Desde o início do mês, governo fechou cerco e realiza cadastro de informais para evitar irregularidades


Foto: João Carlos Nascimento / O Liberal
Comércio da região central de Americana é alvo de fiscalização pela prefeitura

O Setor de Fiscalização da Prefeitura de Americana fez 31 apreensões de materiais vendidos por ambulantes na região central da cidade no ano passado. É uma ação, em média, a cada 11 dias. Em 2018, foram seis até o início de abril.

São materiais como CDs, DVDs, redes, frutas, tapetes, pen-drives, revistas, panos de prato e bombons. No início deste mês, a administração municipal resolveu fechar o cerco aos vendedores informais que atuam no Centro.
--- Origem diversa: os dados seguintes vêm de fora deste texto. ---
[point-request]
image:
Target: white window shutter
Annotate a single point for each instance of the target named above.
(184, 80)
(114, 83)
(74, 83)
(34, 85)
A medida foi anunciada após reclamações de lojistas, que apontam venda de produtos de origem desconhecida.

No dia 4, teve início um cadastro de todos os ambulantes, com o objetivo de descobrir quem está irregular. Guardas municipais acompanham as ações.

De acordo com a lei municipal 4.930/2009, as pessoas que desenvolvam atividade comercial na cidade precisam ter cadastro na prefeitura. Qualquer venda sem esse aval pode ser considerada irregular.

O diretor da Gama (Guarda Municipal de Americana), Marcos Guilherme, disse que vários problemas já foram encontrados desde que o levantamento começou. “Tem vários (ambulantes) que não possuem cadastro na prefeitura”. Segundo ele, em 15 dias a Gama já deve ter um raio X do comércio informal no Centro. O levantamento tem sido feito aos sábados, dia de maior movimento de ambulantes, segundo Guilherme. Hoje, segundo a prefeitura, existem entre 150 e 200 ambulantes cadastrados em toda cidade.

Em paralelo ao cadastro, a prefeitura ampliou de três para quatro o número de fiscais responsáveis pela região central. As lojas também estão na mira da fiscalização. Segundo Marcos Guilherme, além dos ambulantes, outros dois problemas do Centro são a obstrução do Calçadão – para os colocam seus estandes nas calçadas e os próprios ambulantes – e o som alto emitido por comércios para anunciar promoções. Entre os materiais apreendidos no ano passado, estão ainda passadeiras, perfumes, cintos, meias, mesas dobráveis, carriolas, banquetas plásticas e carteiras, segundo a assessoria de imprensa da prefeitura.